Para discernir: la oración

En los últimos dos articulo hemos hablado de la importancia en un camino de discernimiento vocacional de tener un acompañante espiritual y de vivir nuestro proceso adentro de la Iglesia. Hoy hablamos de la oración, que es el fundamento con quién empezar cualquier proceso de discernimiento espiritual.

Discernir la propia vocación es una actividad espiritual. Esto no quiere decir que sea «inmaterial» o poco humano: es profundamente humano y profundamente divino. Debe tener en cuenta quién eres como hombre o mujer, con tus características. Pero al mismo tiempo es una obra de fe, fruto del Espíritu del Señor y de su santa operación”, como diría san Francisco.

He aquí una buena síntesis: el discernimiento vocacional es una actividad espiritual; es decir, el Espíritu Santo la realiza en el corazón del fiel, que así se conoce mejor a sí mismo y la dirección que Dios quiere dar a su vida. Sin embargo, el camino de discernimiento no es un simple proceso de comprensión. Si es importante que venga la luz, es igualmente importante que venga la fuerza.

Oración personal y litúrgica

Una primera condición e instrumento para el discernimiento es tener una verdadera vida de oración. Dios habla de muchas maneras, pero la mejor manera es aquella en la que tú mismo te dispones libremente en relación con Él. Es importante cultivar un diálogo diario, en el que cada día tengas espacio y tiempo para el Señor.

Oración litúrgica

En primer lugar, asiste fielmente a la Santa Misa dominical; tal vez preparándose durante la semana, meditando el Evangelio y otras lecturas dominicales. Otro elemento importante es el de la oración diaria sobre el Evangelio del día (fácilmente disponible en Internet): ideal sobre todo si ya se ha madurado el hábito de participar a la Misa también en la semana.

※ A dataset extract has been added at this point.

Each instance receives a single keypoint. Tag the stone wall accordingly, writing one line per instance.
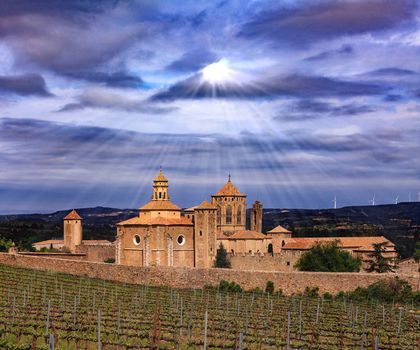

La extensión natural de la Misa es la Adoración Eucarística: adorar al Señor «en espíritu y en verdad» en esta Presencia suya real y eficaz, nos permite prolongar ese diálogo del que Él toma la iniciativa en el don de la Palabra escuchada. Finalmente, si ya te has iniciado un poco en el gusto y la práctica de la Liturgia de las Horas, es bueno que aprendas a celebrarla diariamente, comenzando por las Horas Mayores (Laudes y Vísperas) y/o Completas, compatible con tus compromisos de estudio o trabajo.

Oración personal

Si la liturgia es «fuente y cumbre» (SC 10), madre y maestra de toda oración, sin embargo es hermoso e importante tener aún más “tus» espacios de oración. Aquí es posible dejarse guiar por algunas modalidades que nos regala la sabiduría y la devoción popular: la oración a María del Rosario, la tradición franciscana del Vía Crucis, la coronilla de la Divina Misericordia

Pero no descuides una oración más inmediata y espontánea’, en la que “el corazón habla al corazón”, como diría el Beato Cardenal Newman con su lema episcopal: aquí las experiencias concretas, los pensamientos, los errores y los pecados, las alegrías y las penas, las dudas, las incertidumbres y los entusiasmos encuentran espacio para expresarse. Así no dejarán el corazón solo y tanto en el callejón sin salida de las quejas o de las “piadosas intenciones”’, sino que podrás exponerlos voluntariamente a la mirada misericordiosa, purificadora, iluminadora de Dios… El Espíritu Santo (y lo comprueba con tu acompañante espiritual) sabrá enseñarte a orar por tu vida, dosificando alabanza y acción de gracias, súplica e intercesión, invocación…

Al cultivar tu vida de oración, te pones en el lugar del joven Samuel, que aprende a intuir y luego a reconocer y, finalmente, a responder adecuadamente a la voz de Dios que le llega (1Sam 3, 1-10). Esto es exactamente lo que debes y quieres hacer en tu camino de discernimiento vocacional.